6.ㅤㅤJALAN TANPA NAMA

Jalan yang mereka lewati tak ada di peta mana pun. Kael menyebutnya “jalan tanpa nama”, jalur tua yang dulu digunakan para pemburu relik dan penyihir pengembara sebelum hukum kerajaan melarang segala sesuatu yang berbau kuno dan sakral. Kini, jalur itu ditelan oleh akar, ditutupi lumut, dan hanya dikenali oleh mereka yang masih percaya pada dunia yang hampir dilupakan.

Eren melangkah perlahan di antara semak belukar, sesekali memandangi langit yang nyaris tak terlihat oleh kanopi pohon di atas. Udara di sini berbeda—lebih padat, seperti setiap helaan napas membawa jejak masa lalu yang tertinggal di ranting dan tanah.

“Tempat ini…” gumam Eren, “... terasa hidup.”

“Karena memang begitu,” jawab Kael, tanpa menoleh. “Ini bukan hanya jalan. Ini ingatan.

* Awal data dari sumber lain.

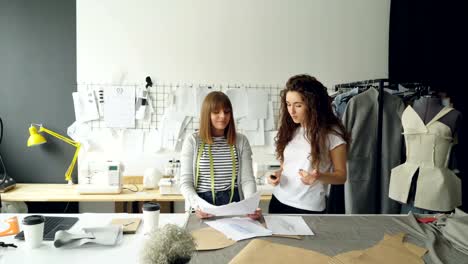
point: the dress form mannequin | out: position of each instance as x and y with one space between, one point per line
427 107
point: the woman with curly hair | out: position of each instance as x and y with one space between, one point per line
311 146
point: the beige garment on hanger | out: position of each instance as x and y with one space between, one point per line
427 149
390 250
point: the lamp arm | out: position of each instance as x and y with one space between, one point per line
57 135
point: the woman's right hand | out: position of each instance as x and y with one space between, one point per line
202 215
274 179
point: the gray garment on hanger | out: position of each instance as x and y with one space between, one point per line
364 192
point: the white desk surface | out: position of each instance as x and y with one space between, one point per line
127 251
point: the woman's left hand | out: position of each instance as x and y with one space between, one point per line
309 178
256 215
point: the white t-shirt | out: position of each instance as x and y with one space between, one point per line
291 191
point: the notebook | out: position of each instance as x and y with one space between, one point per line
53 224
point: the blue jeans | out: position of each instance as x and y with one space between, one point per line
221 197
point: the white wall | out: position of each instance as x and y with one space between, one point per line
220 41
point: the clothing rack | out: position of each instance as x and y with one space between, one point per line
380 84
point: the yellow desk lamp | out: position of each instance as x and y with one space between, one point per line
36 139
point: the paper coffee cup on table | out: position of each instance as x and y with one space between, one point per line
150 216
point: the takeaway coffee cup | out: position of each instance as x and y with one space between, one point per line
150 216
33 228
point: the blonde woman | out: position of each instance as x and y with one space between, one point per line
216 162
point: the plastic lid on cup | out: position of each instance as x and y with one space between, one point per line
151 206
33 220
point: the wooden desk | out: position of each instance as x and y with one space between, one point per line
39 192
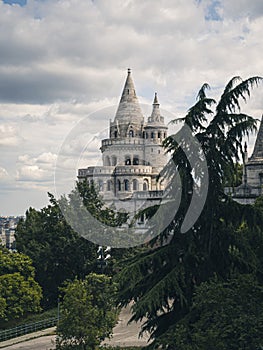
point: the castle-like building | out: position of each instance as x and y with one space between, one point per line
252 182
132 155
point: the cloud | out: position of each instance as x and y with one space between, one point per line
3 174
62 61
9 135
31 173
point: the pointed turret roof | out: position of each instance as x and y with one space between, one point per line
258 148
156 117
129 110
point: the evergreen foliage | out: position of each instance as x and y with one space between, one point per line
88 312
20 294
57 251
163 280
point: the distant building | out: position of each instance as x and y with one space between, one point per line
7 231
132 155
252 182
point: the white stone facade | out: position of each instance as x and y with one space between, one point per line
133 155
252 184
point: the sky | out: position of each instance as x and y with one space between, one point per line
63 64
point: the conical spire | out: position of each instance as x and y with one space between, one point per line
258 148
156 118
129 110
156 114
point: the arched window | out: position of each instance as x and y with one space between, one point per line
127 160
113 160
135 185
126 185
108 185
135 160
145 185
107 160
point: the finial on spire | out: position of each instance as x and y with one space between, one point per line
155 101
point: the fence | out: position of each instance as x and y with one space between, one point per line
27 328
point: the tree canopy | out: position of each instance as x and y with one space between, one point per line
162 281
88 312
20 294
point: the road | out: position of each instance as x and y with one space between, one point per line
123 335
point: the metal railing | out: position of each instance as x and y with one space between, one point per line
27 328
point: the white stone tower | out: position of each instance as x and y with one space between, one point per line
252 184
133 155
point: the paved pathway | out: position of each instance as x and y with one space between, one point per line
123 335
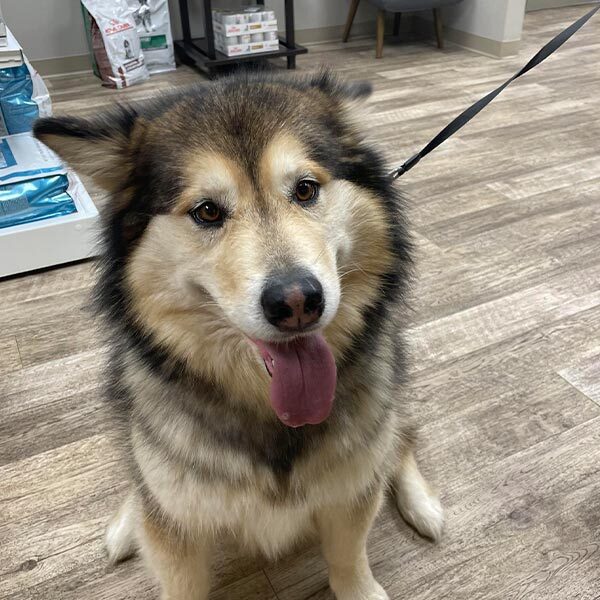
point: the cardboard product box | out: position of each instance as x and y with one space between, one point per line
251 48
239 29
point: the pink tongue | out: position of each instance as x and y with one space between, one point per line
304 378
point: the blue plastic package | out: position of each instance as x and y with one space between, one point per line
35 200
33 183
16 99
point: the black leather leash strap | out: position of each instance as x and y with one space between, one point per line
474 109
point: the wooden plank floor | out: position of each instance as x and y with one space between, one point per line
506 338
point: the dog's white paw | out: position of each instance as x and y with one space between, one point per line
119 538
419 506
424 512
372 591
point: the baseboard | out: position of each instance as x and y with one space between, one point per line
543 4
470 41
62 65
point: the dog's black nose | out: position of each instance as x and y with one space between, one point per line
293 302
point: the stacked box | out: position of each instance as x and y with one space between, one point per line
247 31
46 216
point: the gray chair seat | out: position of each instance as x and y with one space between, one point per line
410 5
398 7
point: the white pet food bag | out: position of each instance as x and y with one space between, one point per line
115 43
154 28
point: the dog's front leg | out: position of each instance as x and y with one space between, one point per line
344 530
181 563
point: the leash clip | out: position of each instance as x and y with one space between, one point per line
407 166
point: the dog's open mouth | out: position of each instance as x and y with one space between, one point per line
303 378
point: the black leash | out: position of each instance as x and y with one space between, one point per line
474 109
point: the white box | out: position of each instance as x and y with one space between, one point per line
252 48
52 241
11 54
239 29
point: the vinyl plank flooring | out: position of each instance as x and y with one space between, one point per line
9 353
505 324
585 376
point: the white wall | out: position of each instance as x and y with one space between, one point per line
54 28
500 20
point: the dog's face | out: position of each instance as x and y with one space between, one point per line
248 222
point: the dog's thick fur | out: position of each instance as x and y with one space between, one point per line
209 458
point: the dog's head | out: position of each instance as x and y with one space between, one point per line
248 219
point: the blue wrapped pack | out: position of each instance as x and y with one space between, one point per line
23 94
33 182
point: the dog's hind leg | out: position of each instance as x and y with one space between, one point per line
120 533
416 501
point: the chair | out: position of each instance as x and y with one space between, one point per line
398 7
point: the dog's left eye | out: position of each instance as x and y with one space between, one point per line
306 191
207 213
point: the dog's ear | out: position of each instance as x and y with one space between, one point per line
102 148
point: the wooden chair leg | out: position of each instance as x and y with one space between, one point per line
397 18
350 20
380 33
439 28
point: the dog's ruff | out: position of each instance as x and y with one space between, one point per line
199 420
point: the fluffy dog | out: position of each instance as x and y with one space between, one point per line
255 265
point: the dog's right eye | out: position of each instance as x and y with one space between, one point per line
207 213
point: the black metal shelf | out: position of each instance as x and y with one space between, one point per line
201 52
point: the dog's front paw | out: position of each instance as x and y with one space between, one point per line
424 512
364 591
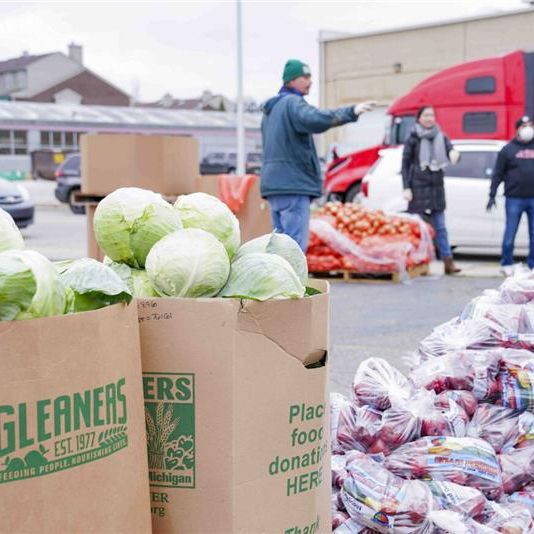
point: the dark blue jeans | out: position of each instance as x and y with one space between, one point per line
437 220
290 215
515 207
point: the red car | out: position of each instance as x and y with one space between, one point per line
478 99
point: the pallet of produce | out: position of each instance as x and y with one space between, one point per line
347 240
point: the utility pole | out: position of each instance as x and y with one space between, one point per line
240 167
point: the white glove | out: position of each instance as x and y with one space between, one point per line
454 156
364 107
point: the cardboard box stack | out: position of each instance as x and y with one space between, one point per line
238 439
166 164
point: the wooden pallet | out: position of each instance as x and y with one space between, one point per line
351 276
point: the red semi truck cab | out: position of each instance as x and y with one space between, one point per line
475 100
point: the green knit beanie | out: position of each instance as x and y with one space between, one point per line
295 69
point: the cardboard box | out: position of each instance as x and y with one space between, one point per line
72 426
238 437
166 164
254 216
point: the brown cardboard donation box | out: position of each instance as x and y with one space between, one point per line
72 429
166 164
235 400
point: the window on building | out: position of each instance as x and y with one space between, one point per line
5 142
70 140
20 141
45 139
481 85
60 139
13 142
480 122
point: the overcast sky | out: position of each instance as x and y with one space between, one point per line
183 48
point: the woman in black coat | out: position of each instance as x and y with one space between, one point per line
426 153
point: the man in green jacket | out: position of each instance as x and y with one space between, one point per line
291 173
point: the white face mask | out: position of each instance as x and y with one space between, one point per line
526 134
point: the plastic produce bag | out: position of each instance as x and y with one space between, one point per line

Tanah ini menyimpan suara yang bahkan tak berani kita dengarkan.”

Di belakang mereka, Lyra menyusul sambil membersihkan pisaunya. “Dan kadang suara-suara itu berubah jadi taring.”

Tak ada yang tertawa. Mereka tahu Lyra tak sedang bercanda.

Hari mulai menjelang sore ketika mereka tiba di sebuah dataran tinggi dengan pilar-pilar batu tua yang miring. Di tengahnya, reruntuhan bangunan bundar tampak menonjol seperti tulang rusuk dunia yang mencuat dari tanah.

“Ini bekas kuil?” tanya Eren.

Kael mengangguk. “Dulu disebut Penjaga Tautan. Di sinilah para pelindung relic berkumpul—sebelum diburu dan dibantai.”

Lyra mendekat ke dinding batu yang penuh ukiran kuno. Jarinya menyusuri simbol-simbol yang nyaris terhapus waktu.

“Ada sesuatu yang aneh,” katanya, suaranya merendah. “Ukiran ini… baru.”

Eren menoleh cepat. Ia mendekat dan menyentuh salah satu simbol. Masih kasar, masih tajam. Dan terasa hangat.

Tiba-tiba, bisikan itu kembali—tapi kali ini… bukan dari dalam dirinya.

“Bukan hanya kau yang mendengar.”

Eren tersentak mundur. Kael langsung siaga, Lyra sudah siap dengan belatinya.

“Ada yang lain di sini,” bisik Eren. “Seseorang... atau sesuatu... yang juga mendengar relic. Dan mereka lebih dulu sampai ke tempat ini.”

Kabut mulai turun, lebih cepat dari yang seharusnya. Burung-burung terbang keluar dari sarangnya. Angin berhenti.

Dari balik reruntuhan, sebuah suara muncul. Pelan, berat, dan terlalu dalam untuk manusia.

“Pecahan itu... tidak milikmu.”

Mereka saling pandang. Untuk pertama kalinya, ketiganya merasa bahwa mereka tidak hanya membawa relic—mereka telah memasuki permainan yang jauh lebih tua, lebih luas, dan lebih kejam dari yang mereka bayangkan.